Given a DAG (Directed Acyclic Graph), in which we know the adjacencies represent the order in which to perform a task, and the vertices are tasks, we want to place the vertices in a sequence. We must find a sequence that must satisfy all dependencies of pre-requisites. This sequential arrangement of the vertices is called the topological sort of the DAG.

The first examples that come in my mind are of pre-requisite chains in courses offered at universities. Suppose, you were given a challenge to plot a roadmap for everyone in your university about how they can complete their major and/or minor given the courses they have already completed. Another one to which I was exposed recently was of finding out the complete sequence of events that took place if only given a partial sequence and also to detect if the given information was accurate or not.

Accuracy of the given information can be detected by checking if at any point in the algorithm we detect a cycle. Since, such problems are being expressed through DAGs, if there exists any cycle in the graph, it can be concluded that the graph will not have a topological sort. The proof for this can be found here

Suppose we have the following graphs:

graph1 = { "x" : ["y"],
                "z" : ["y"],
                "y" : [],
                "a" : ["b"],
                "b" : ["c"],
                "c" : [] }
graph2 = {"x" : ["y"], "y": ["x"]}

Here, you can notice how graph1 has a toposort but for graph2, it does not exist. This is because of the fact there exists a cycle in the graph. We can also understand it using the proof of the statment I had mentioned above. “Topological sort exists only for a DAG” and since graph2 is not a DAG (since, it is cyclic) it must not have a toposort.

We can find the toposort using a modified dfs algorithm or kahn’s algorithm.

Kahn’s algorithm is discussed in the link and depends and utilizes on calculating the indegree of all the vertices and using Queue (although it can also be written using an array).

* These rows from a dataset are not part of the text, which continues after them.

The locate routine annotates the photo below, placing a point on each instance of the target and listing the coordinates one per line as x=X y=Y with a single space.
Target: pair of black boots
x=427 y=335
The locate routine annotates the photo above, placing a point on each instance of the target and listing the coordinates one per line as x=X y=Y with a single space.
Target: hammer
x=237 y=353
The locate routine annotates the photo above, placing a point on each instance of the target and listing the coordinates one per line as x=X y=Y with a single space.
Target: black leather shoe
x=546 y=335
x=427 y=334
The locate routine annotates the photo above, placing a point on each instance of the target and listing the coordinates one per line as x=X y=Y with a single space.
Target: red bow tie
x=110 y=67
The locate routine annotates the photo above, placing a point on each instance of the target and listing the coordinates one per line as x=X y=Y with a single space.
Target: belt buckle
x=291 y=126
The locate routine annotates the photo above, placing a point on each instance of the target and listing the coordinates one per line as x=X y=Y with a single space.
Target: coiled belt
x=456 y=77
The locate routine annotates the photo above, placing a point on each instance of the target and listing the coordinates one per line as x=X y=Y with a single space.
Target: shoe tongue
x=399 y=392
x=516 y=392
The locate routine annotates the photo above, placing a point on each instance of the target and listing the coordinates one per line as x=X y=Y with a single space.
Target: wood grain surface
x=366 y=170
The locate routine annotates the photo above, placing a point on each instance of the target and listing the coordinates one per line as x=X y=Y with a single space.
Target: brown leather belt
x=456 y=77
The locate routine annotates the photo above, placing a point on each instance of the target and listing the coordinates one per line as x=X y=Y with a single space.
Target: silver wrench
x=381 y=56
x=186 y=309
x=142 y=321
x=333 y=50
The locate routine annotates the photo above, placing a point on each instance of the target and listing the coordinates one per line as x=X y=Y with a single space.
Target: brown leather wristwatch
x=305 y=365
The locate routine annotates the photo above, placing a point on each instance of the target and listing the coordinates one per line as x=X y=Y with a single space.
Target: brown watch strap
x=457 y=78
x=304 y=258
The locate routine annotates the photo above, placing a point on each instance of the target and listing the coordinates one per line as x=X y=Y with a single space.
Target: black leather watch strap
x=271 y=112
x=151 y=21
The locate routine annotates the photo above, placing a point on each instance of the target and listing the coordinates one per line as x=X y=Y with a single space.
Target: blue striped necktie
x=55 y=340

Here is my implementation using Modified DFS and an array as a (kind-of) stack:

def dfs_toposort(graph):
    L = []
    color = { u : "white" for u in graph }
    found_cycle = [False]
    
    for u in graph:
        if color[u] == "white":
            dfs_visit(graph, u, color, L, found_cycle)
        if found_cycle[0]:
            break
    
    if found_cycle[0]:
        L = []
    
    L.reverse()
    return L

def dfs_visit(graph, u, color, L, found_cycle):
    if found_cycle[0]:
        return
    color[u] = "gray"
    
    for v in graph[u]:
        if color[v] == "gray":
            found_cycle[0] = True
            return
        if color[v] == "white":
            dfs_visit(graph, v, color, L, found_cycle)
    
    color[u] = "black"
    L.append(u)

The function dfs_toposort returns an empty array if there exists a cycle in the graph.

Also, it is important to note here that the topological sort need not be unique. (Hence, for competitive programming problems it might be easier to find problems that involve checking if a given graph is a DAG or not; or if a sequence satisfying the pre-req chain exists or not by detecting cycles). This is quite evident once you realize that there might be many 0-in-degree vertices that can lead the toposort result.